Whats actually going on in the opening chords to concrete blonde's "Joey".

Its a G5 to a Gsus in the 1st position, or pretty close, at first listen. But it sounds an octave higher or something, or its a different voicing played at or near the 10th fret. Has anyone covered this tune? Plus, that same sound is happening on the solo. What IS that sound??? I watched the video and Mankey plays the solo at the 12th fret position, yet it sounds different to me, kind of a desperate wail - really suits the song IMO. Anyone? Thanks!!

Peter


----------



## Jeff Flowerday (Jan 23, 2006)

Post the mp3 if you've got it. Then maybe someone with an ear(not me) may be able to help you.


----------



## droptop88 (Aug 25, 2006)

Yes - will do! 

Peter


----------



## fretboard (May 31, 2006)

2 guitars: G Gsus4 G G 

One plays it at the 7th fret, other in first position. There's also a drone on the A string at the 10th fret to fatten it up - my mitts never seem to be able to make that stretch and keep the EBG strings sounding clean playing the 7th fret chords. And there's all the chorus & delay going on...

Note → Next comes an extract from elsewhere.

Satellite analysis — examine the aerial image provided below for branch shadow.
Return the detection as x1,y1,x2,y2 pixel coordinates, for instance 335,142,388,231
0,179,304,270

The solo has a pitch shifter coming and going so some but not all notes are an octave higher.

If you can track down a Guitar for the Practicing Musician magazine from March '91, they've got the transcription in it... 

If you're interested in hearing someone else's take on the tune (with pitch shifting bordering on excessive during the solo), shoot me an email. Don't seem to be advanced enough to post MP3's - maybe I should work on that one day. 

Love that Bloodletting album - good luck with the tune.


----------



## droptop88 (Aug 25, 2006)

Fret: 

Thanks much for your insight.

I'll try those voicings in the positions you mention; also a friend has a digitech whammy (1st edition) that I've been offered to try - perhaps I can cop the solo sound with that. This single, seemingly straightforward tune has taken me longer to learn than I thought. Emailed as well -

Peter


----------